De Paepe: Classic EDS type research regarding genes. Discussion of how old type I should be "Classic" and old Type II and Type III together should be considered "Hypermobile."
Dr. Francomano also mentioned that the cost of DNA sequencing has been cut from $1 billion to $10,000 per genome. NIH had 3 sequencing centers (Mendel project). There is also a family foundation funding 50 exomes with DNA samples. She spoke here about Dr. Schvink in Los Angeles and CSF leaks. CSF leaks can manifest as a headache with a rapid leak of fluid from the ear or nose.
Moving on to topics that she find interesting/concerning, Dr. Francomano began the next section of her speech by talking about neurological symptoms of EDS. She spoke briefly about the cranial cervical junction and compression of nerves (as this was covered in depth by Dr. Henderson). The cranial cervical junction can cause a number of problems in EDS patients, as it tends to become unstable over time.

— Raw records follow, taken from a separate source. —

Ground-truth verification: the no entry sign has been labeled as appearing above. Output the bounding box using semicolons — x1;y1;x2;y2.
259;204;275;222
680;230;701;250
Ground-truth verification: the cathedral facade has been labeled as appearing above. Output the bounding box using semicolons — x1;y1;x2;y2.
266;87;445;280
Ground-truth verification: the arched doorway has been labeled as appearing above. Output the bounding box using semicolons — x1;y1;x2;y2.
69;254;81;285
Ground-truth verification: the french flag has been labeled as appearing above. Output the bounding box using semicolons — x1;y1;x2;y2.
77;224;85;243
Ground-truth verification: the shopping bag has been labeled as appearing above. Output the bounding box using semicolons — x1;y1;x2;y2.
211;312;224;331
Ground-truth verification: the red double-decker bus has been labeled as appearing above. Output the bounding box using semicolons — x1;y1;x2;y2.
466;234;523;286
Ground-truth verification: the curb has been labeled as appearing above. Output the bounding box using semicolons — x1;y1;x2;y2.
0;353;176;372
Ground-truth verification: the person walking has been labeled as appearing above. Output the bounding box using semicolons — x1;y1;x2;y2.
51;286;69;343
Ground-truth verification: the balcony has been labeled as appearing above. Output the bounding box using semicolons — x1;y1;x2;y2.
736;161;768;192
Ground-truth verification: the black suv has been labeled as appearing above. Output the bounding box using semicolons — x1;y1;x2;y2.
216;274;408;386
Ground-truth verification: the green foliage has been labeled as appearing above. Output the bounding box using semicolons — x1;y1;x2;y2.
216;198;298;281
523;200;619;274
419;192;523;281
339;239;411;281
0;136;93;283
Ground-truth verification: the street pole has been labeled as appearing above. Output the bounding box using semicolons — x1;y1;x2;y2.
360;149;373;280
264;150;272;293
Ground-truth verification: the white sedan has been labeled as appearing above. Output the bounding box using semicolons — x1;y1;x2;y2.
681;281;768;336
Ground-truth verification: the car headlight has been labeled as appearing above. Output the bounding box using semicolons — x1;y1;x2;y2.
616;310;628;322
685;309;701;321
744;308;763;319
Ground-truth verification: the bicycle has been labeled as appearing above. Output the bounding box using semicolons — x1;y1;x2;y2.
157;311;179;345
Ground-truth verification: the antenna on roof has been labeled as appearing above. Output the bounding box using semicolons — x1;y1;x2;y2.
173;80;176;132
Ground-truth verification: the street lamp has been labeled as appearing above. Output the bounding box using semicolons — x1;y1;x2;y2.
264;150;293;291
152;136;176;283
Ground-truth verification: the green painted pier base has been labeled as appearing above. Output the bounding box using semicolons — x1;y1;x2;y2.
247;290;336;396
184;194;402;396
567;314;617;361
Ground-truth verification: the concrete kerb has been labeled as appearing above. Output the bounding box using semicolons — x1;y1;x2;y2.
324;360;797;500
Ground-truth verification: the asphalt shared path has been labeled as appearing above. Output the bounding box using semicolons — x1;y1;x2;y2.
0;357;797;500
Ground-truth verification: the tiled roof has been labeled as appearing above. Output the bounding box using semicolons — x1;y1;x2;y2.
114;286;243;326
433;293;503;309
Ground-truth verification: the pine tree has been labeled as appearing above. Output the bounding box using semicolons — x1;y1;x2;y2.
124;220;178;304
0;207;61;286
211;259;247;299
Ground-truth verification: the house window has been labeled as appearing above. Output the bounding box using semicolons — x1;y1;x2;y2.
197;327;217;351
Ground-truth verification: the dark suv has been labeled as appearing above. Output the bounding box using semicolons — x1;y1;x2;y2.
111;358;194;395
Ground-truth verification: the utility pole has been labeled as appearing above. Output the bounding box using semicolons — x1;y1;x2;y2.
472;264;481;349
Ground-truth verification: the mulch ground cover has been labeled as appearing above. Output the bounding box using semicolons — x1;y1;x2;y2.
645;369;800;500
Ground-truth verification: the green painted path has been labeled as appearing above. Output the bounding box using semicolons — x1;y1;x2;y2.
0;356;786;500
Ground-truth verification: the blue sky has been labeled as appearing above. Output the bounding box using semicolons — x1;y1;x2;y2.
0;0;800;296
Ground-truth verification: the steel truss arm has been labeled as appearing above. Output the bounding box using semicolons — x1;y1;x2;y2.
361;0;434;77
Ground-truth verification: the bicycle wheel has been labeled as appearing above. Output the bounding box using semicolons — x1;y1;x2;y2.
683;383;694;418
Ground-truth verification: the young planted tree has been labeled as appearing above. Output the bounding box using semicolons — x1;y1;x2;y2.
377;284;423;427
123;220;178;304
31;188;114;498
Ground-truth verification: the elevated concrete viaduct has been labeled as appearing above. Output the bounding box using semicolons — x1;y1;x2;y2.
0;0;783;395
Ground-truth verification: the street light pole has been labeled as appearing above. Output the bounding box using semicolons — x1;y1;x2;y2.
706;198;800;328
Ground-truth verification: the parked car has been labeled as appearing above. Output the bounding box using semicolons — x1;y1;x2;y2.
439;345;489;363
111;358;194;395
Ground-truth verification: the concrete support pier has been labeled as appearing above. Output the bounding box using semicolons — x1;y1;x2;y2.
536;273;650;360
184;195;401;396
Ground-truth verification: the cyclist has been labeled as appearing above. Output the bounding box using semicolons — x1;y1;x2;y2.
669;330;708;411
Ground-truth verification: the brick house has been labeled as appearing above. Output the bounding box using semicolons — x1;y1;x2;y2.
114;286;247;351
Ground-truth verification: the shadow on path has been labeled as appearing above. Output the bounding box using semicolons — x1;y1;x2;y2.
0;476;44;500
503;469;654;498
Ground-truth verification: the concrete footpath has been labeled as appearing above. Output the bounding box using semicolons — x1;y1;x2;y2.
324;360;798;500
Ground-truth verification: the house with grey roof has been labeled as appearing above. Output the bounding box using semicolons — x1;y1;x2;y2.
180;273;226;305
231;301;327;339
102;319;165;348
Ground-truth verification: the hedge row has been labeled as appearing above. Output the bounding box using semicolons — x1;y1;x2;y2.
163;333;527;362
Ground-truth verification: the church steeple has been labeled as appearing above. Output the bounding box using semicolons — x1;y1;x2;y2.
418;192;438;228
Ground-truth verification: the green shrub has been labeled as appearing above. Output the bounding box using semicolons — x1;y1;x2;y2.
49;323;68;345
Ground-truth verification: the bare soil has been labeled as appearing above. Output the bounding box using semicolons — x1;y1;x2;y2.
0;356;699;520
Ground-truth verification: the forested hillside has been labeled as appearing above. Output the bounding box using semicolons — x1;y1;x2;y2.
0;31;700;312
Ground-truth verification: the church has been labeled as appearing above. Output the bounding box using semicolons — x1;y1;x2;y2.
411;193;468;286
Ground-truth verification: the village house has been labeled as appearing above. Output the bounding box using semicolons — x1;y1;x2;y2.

She also mentions that many individuals with EDS have increased intercranial pressure, but she and other physicians are not certain why this is. This condition causes increased pressure on the lumbar puncture, and is potentially caused by a number of secondary conditions, including chiari. It is responsive to diamox therapy; however, bicarbonate levels must be monitored.
Further, she spoke on mast cell disease. A subset of patients have EDS, but also have flushing, hives, and anaphylaxis. However, many of these patients respond to therapy for mast cell activation disorder (including H1 and H2 blockers).
She mentioned that EDSers do not metabolize drugs as expected. Those with EDS are slow to respond to -caine derivatives (lidocaine, etc.); although there are a few who will over-respond to these medications and the effects will last for much longer than expected. Make sure to tell your dentist that you have EDS and, if possible, take a handout from the EDNF site. Additionally, the metabolism of other drugs in EDS patients tends to be accelerated or prolonged.
Finally, she spoke on inflammation. Inflammation has been found to be a component of osteoarthritis, even though most think of osteoarthritis as "bone on bone." It is also a part of mast cell disease, and it increases with higher insulin levels.